In the event of the disclosure of business trade secrets, organizations are often so overwhelmed that they overlook potential data breach notification requirements. The potential exposure of trade secrets is increasingly becoming intertwined with the release of legally protected personal information, and it is incumbent on organizations to thoroughly respond to incidents.  

Transcript

Joe Lazzarotti
Principal, Tampa

Welcome to the We get Privacy for work podcast. I'm Joe Lazzarotti, and I'm joined by my co-host, Damon Silver. Damon and I co-lead the Privacy, AI, and Cybersecurity Group at Jackson Lewis. In that role, we receive a variety of questions every day from our clients, all of which boil down to the core question of how we handle our data safely. In other words, how do we leverage all of the great things data can do for our organizations without running headfirst into a wall of legal risk? How do we manage that data without unnecessarily hindering our business operations?

Damon Silver
Principal, New York City

On each episode of the podcast, Joe and I talk through a common question that we're getting from our clients. We talk it through in the same way that we would with our clients, meaning with a focus on the practical. What are the legal risks, what options are available to manage those risks, and what should we be mindful of from an execution perspective? 

Joe, our question today is, one of our employees downloaded trade secrets; should I be worried about a data breach?

There is a lot to unpack with that one. Maybe, a place to start is with the question that seems to be implied here, whether the trade secrets themselves trigger any type of breach notification or reporting obligation? If the answer is no, is that the end of the inquiry, or is there more to think about? What is your way of framing that issue when a client brings it to you? I know it's one we get quite a bit. People are focused on the trade secret issue, and the potential data breach is something that may be an issue that has been flagged by someone, but it is not the predominant focus.

Lazzarotti 

Obviously, it's a really difficult time for a client. You put trust in an employee, and you find that maybe they downloaded some information, forwarded it to themselves, or something like that. Oftentimes, there's some pretty important information that's being shared. The starting point for me is just talking to clients about when it happens. Also, thinking about whether it happened, just in terms of language, it probably makes sense not to even refer to it as a breach at that point. You might have a breach of the system in the sense that someone got in, or someone accessed information that they shouldn't have accessed. However, the term breach of system security or breach in all 50 states in certain statutes has a meaning. If you're using that term, it might later be viewed as you reaching the conclusion that you've had a breach, meaning you have a situation that requires a notification of some kind. We like to just say, look, you've had an incident or something other than a breach. 

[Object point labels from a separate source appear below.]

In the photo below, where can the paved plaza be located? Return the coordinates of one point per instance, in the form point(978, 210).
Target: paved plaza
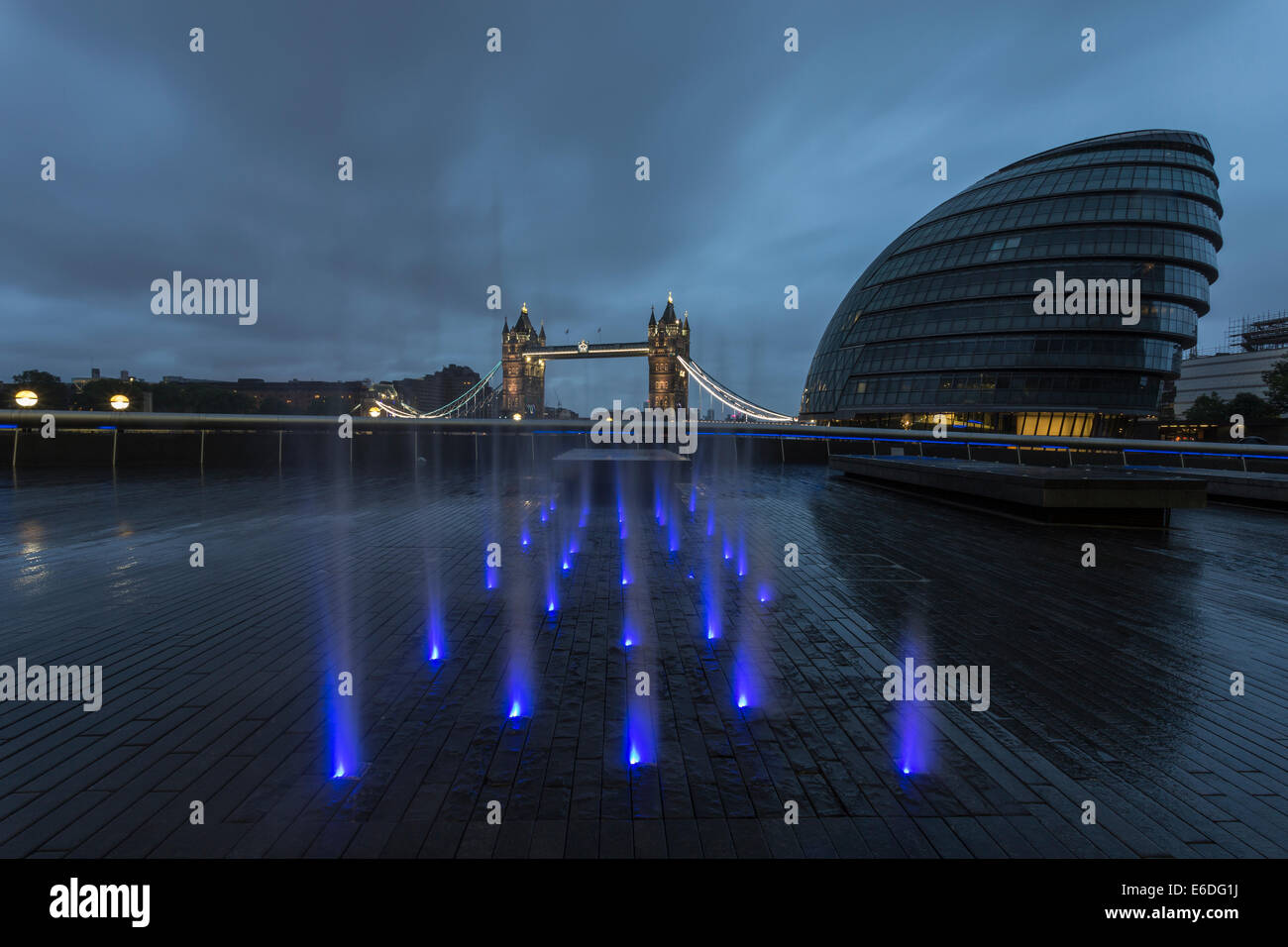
point(222, 684)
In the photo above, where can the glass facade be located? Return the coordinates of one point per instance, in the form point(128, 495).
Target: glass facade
point(944, 317)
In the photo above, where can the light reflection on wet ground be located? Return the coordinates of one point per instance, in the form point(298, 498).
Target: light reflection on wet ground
point(1108, 684)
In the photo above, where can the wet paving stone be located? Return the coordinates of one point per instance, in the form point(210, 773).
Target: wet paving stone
point(222, 684)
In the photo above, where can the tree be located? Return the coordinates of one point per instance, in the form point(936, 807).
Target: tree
point(1276, 385)
point(97, 394)
point(1253, 407)
point(1209, 408)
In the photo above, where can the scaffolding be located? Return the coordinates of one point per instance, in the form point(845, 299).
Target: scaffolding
point(1254, 334)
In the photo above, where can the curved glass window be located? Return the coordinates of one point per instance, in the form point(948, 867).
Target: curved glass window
point(944, 316)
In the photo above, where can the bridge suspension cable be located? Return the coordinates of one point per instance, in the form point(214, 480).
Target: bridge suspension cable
point(473, 398)
point(729, 398)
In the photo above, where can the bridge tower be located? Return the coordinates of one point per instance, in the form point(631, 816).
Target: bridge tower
point(523, 368)
point(668, 338)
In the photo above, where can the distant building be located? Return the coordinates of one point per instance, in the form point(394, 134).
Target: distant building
point(1227, 373)
point(297, 395)
point(947, 322)
point(434, 390)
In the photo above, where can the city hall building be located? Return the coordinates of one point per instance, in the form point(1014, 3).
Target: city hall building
point(957, 320)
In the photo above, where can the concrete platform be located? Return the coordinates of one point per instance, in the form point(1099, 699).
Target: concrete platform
point(1085, 495)
point(1244, 486)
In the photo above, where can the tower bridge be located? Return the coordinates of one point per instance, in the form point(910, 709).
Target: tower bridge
point(522, 389)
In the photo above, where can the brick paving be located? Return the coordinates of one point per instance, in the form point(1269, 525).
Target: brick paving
point(1108, 684)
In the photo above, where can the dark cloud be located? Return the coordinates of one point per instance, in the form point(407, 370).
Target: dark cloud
point(518, 169)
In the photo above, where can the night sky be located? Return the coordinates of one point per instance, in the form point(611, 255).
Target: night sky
point(518, 169)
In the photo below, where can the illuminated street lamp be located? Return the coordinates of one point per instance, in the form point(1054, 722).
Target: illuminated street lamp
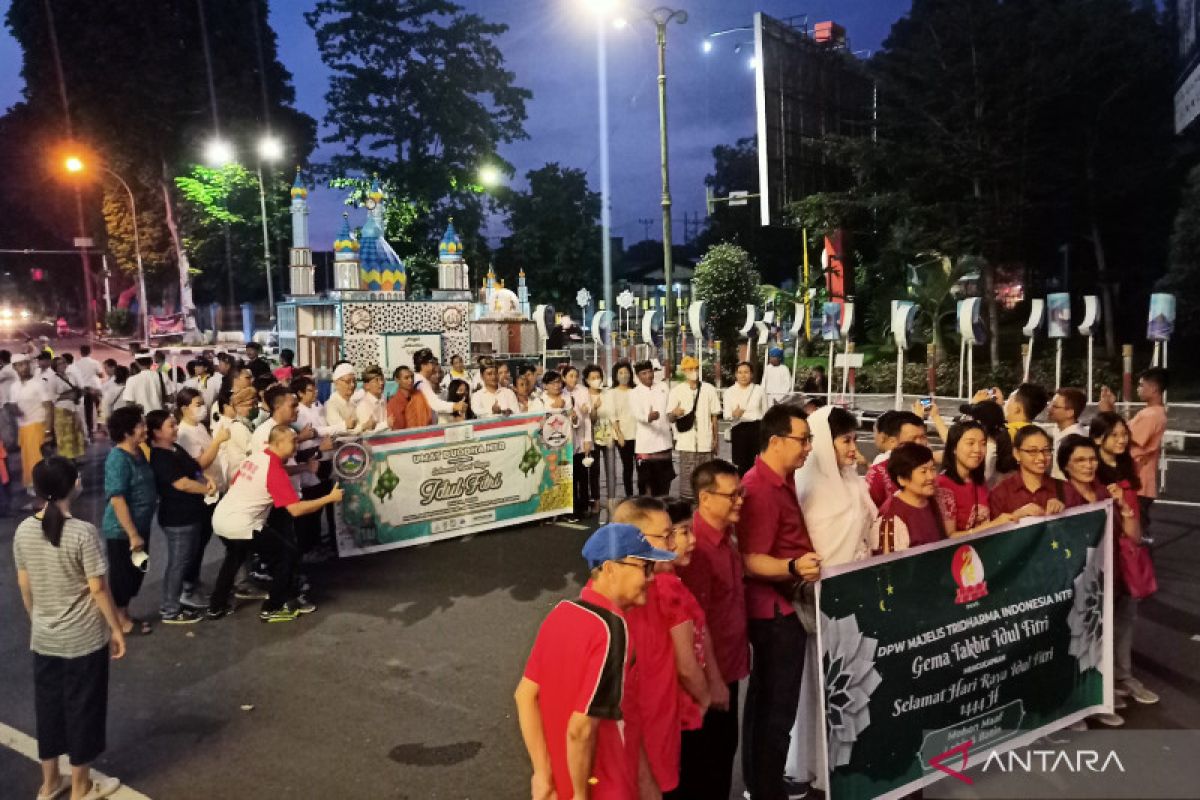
point(76, 166)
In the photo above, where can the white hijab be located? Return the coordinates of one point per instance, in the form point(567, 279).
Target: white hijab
point(838, 509)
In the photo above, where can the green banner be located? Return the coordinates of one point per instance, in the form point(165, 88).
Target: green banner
point(954, 650)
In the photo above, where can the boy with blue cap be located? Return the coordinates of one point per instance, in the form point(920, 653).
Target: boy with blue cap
point(569, 698)
point(777, 378)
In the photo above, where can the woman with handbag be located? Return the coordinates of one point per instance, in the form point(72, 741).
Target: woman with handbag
point(1079, 458)
point(1135, 570)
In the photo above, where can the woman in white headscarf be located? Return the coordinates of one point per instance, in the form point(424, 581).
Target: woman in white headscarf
point(838, 513)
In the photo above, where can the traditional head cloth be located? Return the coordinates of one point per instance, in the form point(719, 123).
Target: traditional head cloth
point(838, 510)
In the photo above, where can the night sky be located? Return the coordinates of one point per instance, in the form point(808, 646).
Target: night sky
point(551, 48)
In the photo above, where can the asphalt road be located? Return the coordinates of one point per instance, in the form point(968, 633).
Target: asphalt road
point(400, 686)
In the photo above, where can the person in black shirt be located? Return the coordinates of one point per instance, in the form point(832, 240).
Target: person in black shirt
point(181, 491)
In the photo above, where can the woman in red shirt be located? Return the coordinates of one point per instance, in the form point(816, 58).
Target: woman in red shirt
point(1110, 433)
point(961, 487)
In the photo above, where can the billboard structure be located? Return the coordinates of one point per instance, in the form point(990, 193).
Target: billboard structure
point(808, 86)
point(1187, 89)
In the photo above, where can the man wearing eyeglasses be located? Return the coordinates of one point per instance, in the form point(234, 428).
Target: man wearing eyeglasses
point(777, 554)
point(714, 577)
point(569, 701)
point(652, 704)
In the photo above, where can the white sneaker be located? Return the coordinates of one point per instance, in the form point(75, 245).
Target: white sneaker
point(102, 788)
point(1135, 690)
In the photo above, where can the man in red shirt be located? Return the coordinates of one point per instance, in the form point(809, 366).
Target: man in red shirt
point(777, 554)
point(652, 703)
point(714, 577)
point(569, 701)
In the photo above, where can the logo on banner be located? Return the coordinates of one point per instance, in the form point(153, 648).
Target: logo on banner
point(556, 429)
point(967, 571)
point(352, 462)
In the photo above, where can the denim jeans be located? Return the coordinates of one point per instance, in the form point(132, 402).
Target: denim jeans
point(772, 698)
point(181, 543)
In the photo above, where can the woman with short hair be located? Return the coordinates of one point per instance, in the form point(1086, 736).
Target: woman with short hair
point(131, 501)
point(75, 630)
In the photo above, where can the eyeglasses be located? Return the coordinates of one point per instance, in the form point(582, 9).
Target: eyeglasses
point(647, 567)
point(803, 440)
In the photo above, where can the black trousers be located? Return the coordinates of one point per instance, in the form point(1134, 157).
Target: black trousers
point(237, 552)
point(744, 445)
point(124, 578)
point(71, 704)
point(772, 697)
point(654, 476)
point(706, 762)
point(628, 461)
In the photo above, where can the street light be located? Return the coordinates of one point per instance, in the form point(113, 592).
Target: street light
point(270, 150)
point(75, 164)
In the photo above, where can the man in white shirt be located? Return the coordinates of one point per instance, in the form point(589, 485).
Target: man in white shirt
point(426, 364)
point(1065, 410)
point(35, 411)
point(492, 400)
point(652, 445)
point(147, 389)
point(371, 409)
point(777, 378)
point(702, 402)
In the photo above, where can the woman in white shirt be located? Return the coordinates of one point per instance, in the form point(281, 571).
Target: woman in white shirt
point(624, 425)
point(744, 402)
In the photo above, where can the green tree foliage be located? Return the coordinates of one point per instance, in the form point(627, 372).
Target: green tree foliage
point(139, 101)
point(726, 280)
point(1183, 276)
point(556, 235)
point(420, 97)
point(1007, 128)
point(775, 250)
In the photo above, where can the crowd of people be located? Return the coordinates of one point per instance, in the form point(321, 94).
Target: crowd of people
point(631, 690)
point(683, 589)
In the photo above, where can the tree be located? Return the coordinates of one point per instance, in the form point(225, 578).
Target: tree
point(774, 248)
point(726, 281)
point(1183, 276)
point(419, 97)
point(138, 90)
point(556, 235)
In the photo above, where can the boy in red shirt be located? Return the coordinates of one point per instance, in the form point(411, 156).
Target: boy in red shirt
point(569, 701)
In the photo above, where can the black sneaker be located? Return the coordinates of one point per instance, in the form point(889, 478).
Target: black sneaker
point(301, 605)
point(250, 593)
point(285, 613)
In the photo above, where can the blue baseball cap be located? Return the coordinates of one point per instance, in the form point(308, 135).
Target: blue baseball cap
point(617, 541)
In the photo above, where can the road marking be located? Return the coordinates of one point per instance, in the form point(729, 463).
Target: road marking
point(27, 746)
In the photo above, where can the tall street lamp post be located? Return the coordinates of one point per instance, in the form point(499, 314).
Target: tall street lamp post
point(270, 150)
point(661, 17)
point(75, 164)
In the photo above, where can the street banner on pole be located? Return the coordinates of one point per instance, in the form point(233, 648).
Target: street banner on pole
point(937, 656)
point(409, 487)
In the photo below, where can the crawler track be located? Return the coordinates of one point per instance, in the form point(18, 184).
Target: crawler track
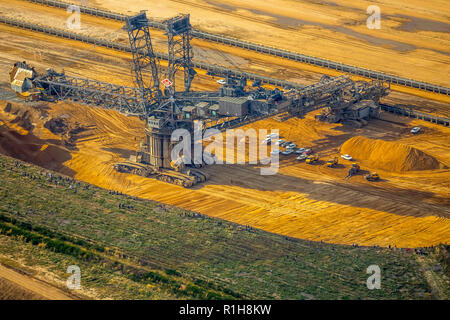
point(266, 50)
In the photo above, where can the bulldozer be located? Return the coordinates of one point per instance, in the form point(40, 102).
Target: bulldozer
point(333, 162)
point(373, 176)
point(353, 170)
point(312, 159)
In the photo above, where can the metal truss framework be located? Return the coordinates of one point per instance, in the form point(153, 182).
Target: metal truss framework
point(61, 87)
point(179, 48)
point(145, 62)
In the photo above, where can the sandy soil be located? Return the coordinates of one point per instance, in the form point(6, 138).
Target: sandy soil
point(30, 284)
point(413, 40)
point(309, 202)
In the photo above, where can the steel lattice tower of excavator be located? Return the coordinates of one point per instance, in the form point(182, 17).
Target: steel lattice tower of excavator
point(180, 51)
point(145, 63)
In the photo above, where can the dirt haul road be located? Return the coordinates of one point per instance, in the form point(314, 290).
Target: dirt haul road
point(41, 289)
point(406, 209)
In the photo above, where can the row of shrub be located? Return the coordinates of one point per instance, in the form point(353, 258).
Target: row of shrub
point(51, 234)
point(52, 244)
point(177, 288)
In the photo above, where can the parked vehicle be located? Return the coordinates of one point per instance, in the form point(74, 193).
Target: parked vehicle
point(372, 176)
point(275, 152)
point(311, 159)
point(333, 162)
point(291, 146)
point(346, 157)
point(415, 130)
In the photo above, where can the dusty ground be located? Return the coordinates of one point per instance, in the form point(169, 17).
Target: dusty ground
point(309, 202)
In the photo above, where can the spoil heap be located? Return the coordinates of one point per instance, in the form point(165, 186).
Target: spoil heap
point(390, 156)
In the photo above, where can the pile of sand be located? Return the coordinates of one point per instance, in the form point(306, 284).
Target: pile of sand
point(390, 156)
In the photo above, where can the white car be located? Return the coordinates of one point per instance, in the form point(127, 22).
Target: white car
point(415, 130)
point(291, 146)
point(275, 152)
point(346, 156)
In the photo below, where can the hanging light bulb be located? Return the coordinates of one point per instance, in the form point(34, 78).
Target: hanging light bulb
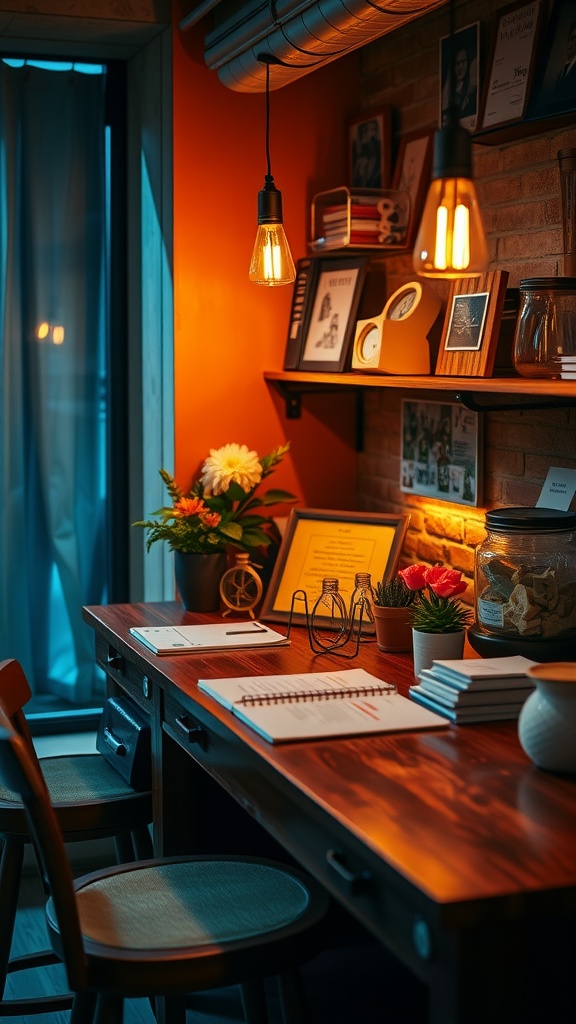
point(451, 240)
point(272, 261)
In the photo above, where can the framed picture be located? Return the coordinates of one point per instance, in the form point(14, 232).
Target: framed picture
point(412, 172)
point(369, 150)
point(471, 327)
point(320, 544)
point(554, 85)
point(460, 88)
point(441, 455)
point(330, 312)
point(510, 67)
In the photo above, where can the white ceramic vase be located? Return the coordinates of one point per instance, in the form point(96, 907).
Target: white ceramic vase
point(546, 726)
point(428, 647)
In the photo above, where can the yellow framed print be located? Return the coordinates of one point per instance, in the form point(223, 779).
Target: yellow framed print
point(320, 544)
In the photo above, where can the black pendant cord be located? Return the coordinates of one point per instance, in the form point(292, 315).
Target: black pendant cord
point(269, 165)
point(451, 58)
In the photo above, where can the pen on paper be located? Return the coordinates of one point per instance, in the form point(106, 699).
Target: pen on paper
point(235, 633)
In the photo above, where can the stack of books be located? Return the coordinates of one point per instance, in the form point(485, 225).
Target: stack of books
point(365, 220)
point(476, 689)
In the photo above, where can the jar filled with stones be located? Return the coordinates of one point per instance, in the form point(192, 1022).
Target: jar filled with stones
point(525, 584)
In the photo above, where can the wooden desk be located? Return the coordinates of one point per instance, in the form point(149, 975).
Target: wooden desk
point(450, 847)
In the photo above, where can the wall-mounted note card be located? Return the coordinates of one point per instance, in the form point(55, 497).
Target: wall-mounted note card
point(559, 489)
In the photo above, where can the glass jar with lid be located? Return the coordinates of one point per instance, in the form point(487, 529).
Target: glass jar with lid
point(525, 577)
point(545, 334)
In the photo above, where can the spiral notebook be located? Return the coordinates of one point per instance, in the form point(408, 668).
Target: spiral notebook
point(314, 706)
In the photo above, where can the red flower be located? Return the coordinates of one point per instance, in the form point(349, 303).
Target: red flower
point(211, 519)
point(445, 583)
point(414, 577)
point(190, 506)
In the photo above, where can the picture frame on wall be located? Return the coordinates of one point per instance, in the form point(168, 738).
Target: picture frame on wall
point(321, 543)
point(330, 312)
point(463, 50)
point(554, 84)
point(412, 173)
point(471, 327)
point(510, 66)
point(369, 150)
point(441, 454)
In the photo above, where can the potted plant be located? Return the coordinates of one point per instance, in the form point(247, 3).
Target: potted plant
point(393, 614)
point(439, 621)
point(217, 513)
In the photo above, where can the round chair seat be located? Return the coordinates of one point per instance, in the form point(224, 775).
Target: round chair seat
point(188, 924)
point(195, 903)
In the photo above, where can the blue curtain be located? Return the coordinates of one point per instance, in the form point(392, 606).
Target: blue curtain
point(52, 373)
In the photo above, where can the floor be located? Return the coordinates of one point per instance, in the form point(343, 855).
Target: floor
point(353, 983)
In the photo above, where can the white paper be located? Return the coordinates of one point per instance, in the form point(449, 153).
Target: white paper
point(559, 489)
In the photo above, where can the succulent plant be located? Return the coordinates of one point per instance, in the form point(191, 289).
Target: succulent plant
point(394, 594)
point(440, 614)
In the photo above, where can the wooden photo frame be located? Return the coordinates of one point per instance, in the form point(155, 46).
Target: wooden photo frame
point(369, 142)
point(320, 544)
point(554, 86)
point(441, 454)
point(510, 67)
point(471, 327)
point(463, 48)
point(330, 312)
point(412, 173)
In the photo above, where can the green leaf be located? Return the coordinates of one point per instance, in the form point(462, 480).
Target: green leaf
point(232, 529)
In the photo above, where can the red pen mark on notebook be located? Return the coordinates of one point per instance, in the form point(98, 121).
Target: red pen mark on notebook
point(367, 709)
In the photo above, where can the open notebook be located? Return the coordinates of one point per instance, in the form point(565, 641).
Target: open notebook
point(312, 706)
point(203, 639)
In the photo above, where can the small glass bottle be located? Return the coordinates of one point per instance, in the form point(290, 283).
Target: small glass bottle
point(362, 604)
point(329, 625)
point(525, 578)
point(545, 335)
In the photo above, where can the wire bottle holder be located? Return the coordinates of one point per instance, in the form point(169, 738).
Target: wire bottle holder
point(331, 626)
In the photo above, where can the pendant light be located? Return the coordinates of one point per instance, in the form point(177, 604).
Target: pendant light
point(272, 261)
point(451, 242)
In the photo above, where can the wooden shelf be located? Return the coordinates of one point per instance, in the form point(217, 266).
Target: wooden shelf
point(517, 386)
point(523, 392)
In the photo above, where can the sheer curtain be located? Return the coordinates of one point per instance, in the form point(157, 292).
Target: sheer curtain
point(52, 373)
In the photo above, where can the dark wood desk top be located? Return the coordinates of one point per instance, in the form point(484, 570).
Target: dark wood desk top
point(460, 813)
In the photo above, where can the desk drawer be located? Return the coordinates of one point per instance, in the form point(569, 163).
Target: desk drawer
point(388, 906)
point(124, 676)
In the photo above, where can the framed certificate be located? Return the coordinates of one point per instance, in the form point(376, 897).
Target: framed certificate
point(321, 544)
point(510, 66)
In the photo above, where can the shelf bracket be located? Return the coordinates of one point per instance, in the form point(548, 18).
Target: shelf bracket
point(468, 399)
point(292, 394)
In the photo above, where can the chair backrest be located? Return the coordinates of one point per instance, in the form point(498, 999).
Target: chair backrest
point(19, 772)
point(14, 692)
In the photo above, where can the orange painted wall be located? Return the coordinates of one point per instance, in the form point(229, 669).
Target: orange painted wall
point(229, 331)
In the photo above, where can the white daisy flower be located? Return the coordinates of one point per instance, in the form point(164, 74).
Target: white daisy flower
point(231, 464)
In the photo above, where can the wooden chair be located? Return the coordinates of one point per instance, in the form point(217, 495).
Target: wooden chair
point(90, 800)
point(167, 927)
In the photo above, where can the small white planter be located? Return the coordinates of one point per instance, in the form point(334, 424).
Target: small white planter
point(428, 647)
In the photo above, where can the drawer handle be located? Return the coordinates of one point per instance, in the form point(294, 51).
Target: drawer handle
point(194, 733)
point(356, 881)
point(115, 744)
point(115, 660)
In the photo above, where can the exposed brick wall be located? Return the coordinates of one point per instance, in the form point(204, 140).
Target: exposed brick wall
point(519, 189)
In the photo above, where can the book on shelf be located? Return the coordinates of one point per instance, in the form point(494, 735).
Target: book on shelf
point(340, 213)
point(462, 716)
point(205, 639)
point(449, 694)
point(366, 226)
point(316, 706)
point(486, 673)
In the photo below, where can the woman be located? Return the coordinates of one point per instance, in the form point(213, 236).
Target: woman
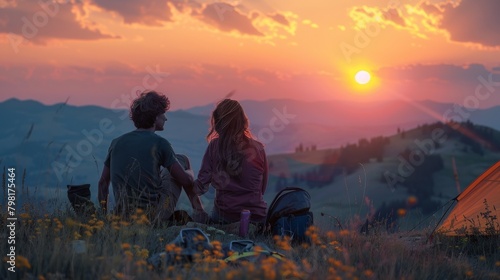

Damon, you're right. You really have to look at that issue because, at least I tend to find that, and this is still the case, a lot of clients that I speak with only view breach in the context of personal information, like Social Security numbers being disclosed. That was the case for a while. However, at least in terms of statutory or regulatory requirements, there is an increasing number of situations where business information could be considered a breach, even as lawyers. There are ethical rules that may get you to that place. There are insurance regulations that may get you to that place. In other words, you have access to information that's not personal information, and you might still have a notification obligation. 

Then, it doesn't stop there because you might also have contractual obligations that don't limit notification obligations by contract to just personal information. At the same time, in the heat of the moment, you have this issue with the trade secret. It's going to hurt the business. We have to focus on that. 

Damon, that's something to think about – how do you try to balance those two things? It's like what we see in an incident when we're dealing with a traditional ransomware attack, with a company saying, hey, we have got to get the business running. It's about the business, but it's also about the fact that there has been data affected. What do we do with that? What kind of strategies do you think are helpful for companies that have that situation where they must balance the business piece of the theft of the trade secret, and then think through, is it a breach for notification purposes?

Silver

Fortunately, pursuing those two lines of inquiry is not mutually exclusive and in lots of ways, you're really paddling in the same direction on both. A starting point for that is you really do want to understand the scope of what was taken and the scope of what was accessed without authorization. Both from a defending your trade secret confidential information perspective and also from exploring whether there's a “breach” perspective, you need to understand the scope. A lot of times it's broader than expected. Maybe we are aware of one email that got forwarded from the employee's business account to their personal account, or we see one instance where they uploaded a number of files to their personal box account. Oftentimes, though, when you look into it, it turns out this has been going on for days, weeks, or months. There are many other instances of stuff being taken. Maybe they synced their entire company email box to their personal email box, maybe there is a whole bunch of different files that they uploaded at different points in time, or they brought their personal laptop in one day and downloaded directly to the local hard drive a whole bunch of your data. You really want to, regardless of whether you're just focused on the trade secret issue or whether you're focused on the potential data breach issue, you want to understand the scope of it. 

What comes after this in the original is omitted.